I love Sherlock Holmes. I have read all the novels and short stories, seen almost every movie (maybe missed a couple of Basil Rathbone entries), and really like Benedict Cumberbatch’s modern turn on the detective. And THAT is the operative word.

shieldI am a detective of many things. I find obscure articles from obscure journals and even more obscure conferences. I locate publishers who have gone on to other existences or just went out like a candle flame. I can track a Russian publisher through its various name changes when I don’t know the language and still find the object of my hunt. I dig large holes to find little things, but those little things are important links in a chain of research and knowledge.

Working in Interlibrary Loan was a natural step from having worked in Cataloging, Public Service, and Acquisitions. I knew cataloging metadata well enough that I could search in WorldCat to find the right book, right translation, right journal so that I could order the book, the report, the article that our patron needed. I read well enough in a foreign language to know if I was on the right track or if I needed to look elsewhere. Dates, volume numbers, places of origin, these can all point to the publication that the researcher requests.

Although I rarely have to use the cataloging metadata to locate items in the Digital Repository, the skills in sleuthing still come into play almost every day. Finding permission to publish a journal article or a book chapter is usually fairly easy. We in the DR are familiar with most of the publishers and what the publishers will allow. However, there are a number of publishers that allow publication, but finding a copy of the item requires detective work.
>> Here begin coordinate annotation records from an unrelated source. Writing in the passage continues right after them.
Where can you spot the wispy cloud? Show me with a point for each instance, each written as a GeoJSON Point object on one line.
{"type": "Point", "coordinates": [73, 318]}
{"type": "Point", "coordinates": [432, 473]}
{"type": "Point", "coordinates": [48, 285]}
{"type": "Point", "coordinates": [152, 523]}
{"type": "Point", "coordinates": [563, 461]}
Another good situation that requires looking deep into search engines is when the publisher has changed hands or the conference has a new committee every year and you just need that one person to give permission. Finesse. Like a good game of bridge.

Hunting for items, hunting for permissions, it’s a game in many ways but it is important in how it affects the world. If my search finds the right article for another researcher and leads to newer knowledge, then what I do is successful.